When he wasn’t surfing, Kehu and his cousin would go to the local skate park to work on his turns and transitions.
“We worked really hard to get his foundations right before moving onto the bigger stuff, like airs and tricks,” says Khan. “He’s having fun with that now, and breaking a lot of boards! We watched the old guys that surf the wave like they’re dancing, so we worked on his flow and nailing good rail manoeuvres. He has a real clean, smooth style. That’s his trump card.”
Kehu started winning local comps at a young age, but his first major win was in Piha at the Rip Curl Grom Search in 2010. Just nine-years-old at the time, Kehu won the U12s and finished fourth in the U14s.
“That was pretty sweet,” says Kehu. “I remember walking up the beach to Dad with a huge smile on my face. I started getting a few sponsors after that [Quicksilver, i.am global, Skull Candy, FCS, Gorilla Grip, Electric, Smoothstar] and started thinking about surfing as a career.”
The following year at a competition in Australia, Gary Cruickshank the head coach of the Australian High Performance Squad paid him the ultimate compliment.
“He told Kehu that he reminded him of Kelly Slater on the water,” says Khan. “Kelly Slater is one of his favourite surfers so that was huge.”

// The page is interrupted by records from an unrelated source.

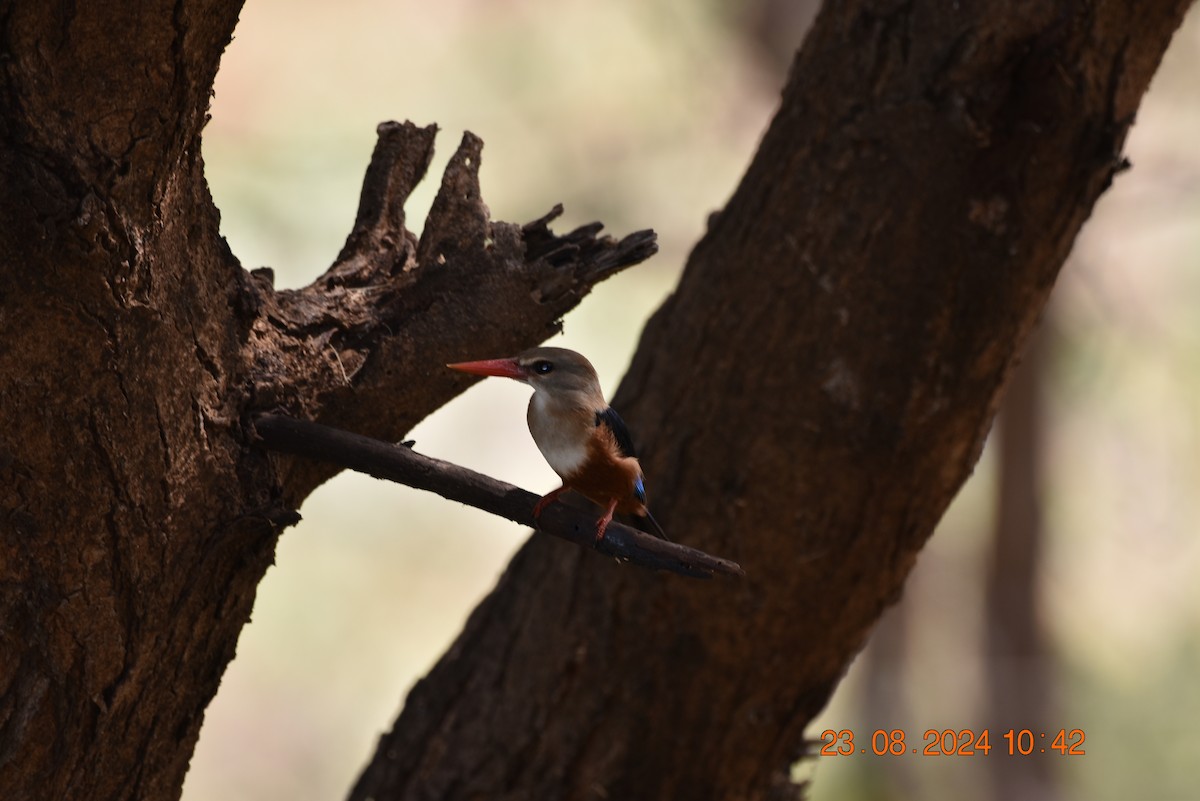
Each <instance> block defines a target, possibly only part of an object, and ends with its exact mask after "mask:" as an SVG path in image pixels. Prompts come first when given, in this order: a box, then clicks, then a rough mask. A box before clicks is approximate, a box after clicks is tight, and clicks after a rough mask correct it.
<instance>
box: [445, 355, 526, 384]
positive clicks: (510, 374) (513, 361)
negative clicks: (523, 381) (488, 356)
mask: <svg viewBox="0 0 1200 801" xmlns="http://www.w3.org/2000/svg"><path fill="white" fill-rule="evenodd" d="M446 367H449V368H450V369H456V371H458V372H461V373H472V374H474V375H499V377H502V378H515V379H517V380H518V381H520V380H523V379H524V378H526V373H524V369H522V367H521V365H518V363H517V360H516V359H487V360H484V361H481V362H456V363H454V365H446Z"/></svg>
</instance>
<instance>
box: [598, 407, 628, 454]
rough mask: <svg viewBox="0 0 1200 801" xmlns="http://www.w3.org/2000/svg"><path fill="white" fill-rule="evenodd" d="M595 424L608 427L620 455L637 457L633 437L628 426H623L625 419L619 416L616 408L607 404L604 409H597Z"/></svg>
mask: <svg viewBox="0 0 1200 801" xmlns="http://www.w3.org/2000/svg"><path fill="white" fill-rule="evenodd" d="M596 426H607V427H608V430H611V432H612V438H613V439H614V440H617V450H618V451H620V454H622V456H631V457H634V458H637V453H635V452H634V438H632V436H630V435H629V428H626V427H625V421H624V420H622V418H620V415H618V414H617V410H616V409H613V408H612V406H608V408H607V409H605V410H604V411H598V412H596Z"/></svg>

In 2012 Kehu won the U12 final in the Skullcandy Oz Grom Open in Lennox Heads. Two years later he was back to claim the U14 crown. That same year he won the New Zealand national U14 title and finished second in the U16 category. He also made his mark on the world stage, finishing 7th in the U16 ISA World Grommet Championship at Salinas Beach in Ecuador.
Kehu had another stellar year in 2015 winning the U16 and U18 national titles, finishing 3rd in the Rip Curl International GromSearch in Brazil and topping it off with a win in Occy’s Grom competition in Coolangatta, Queensland. The Occy Grom competition is one of the most prestigious junior surfing competitions in Australia and it confirmed Kehu’s potential as one of the best young surfers in the world.
“He’d been trying to win it for a few years and he absolutely smashed it in the final,” says Khan. “He pulled this huge big air reverse and he usually doesn’t do moves like that in competition. He usually relies on his smooth style. His family were all there to support him and we carried him up the beach on our shoulders after the final and did a haka for him. That was pretty special.”
Kehu turns 16 at the end of March and his big goal this year is to win the U16 ISA World Junior Championship in Portugal in September. After that, the sky’s the limit.
“Long term I want to make the WCT but my ultimate goal is to be world champ one day,” he says. “I just want to go hard and give it my best every time I get on the water.”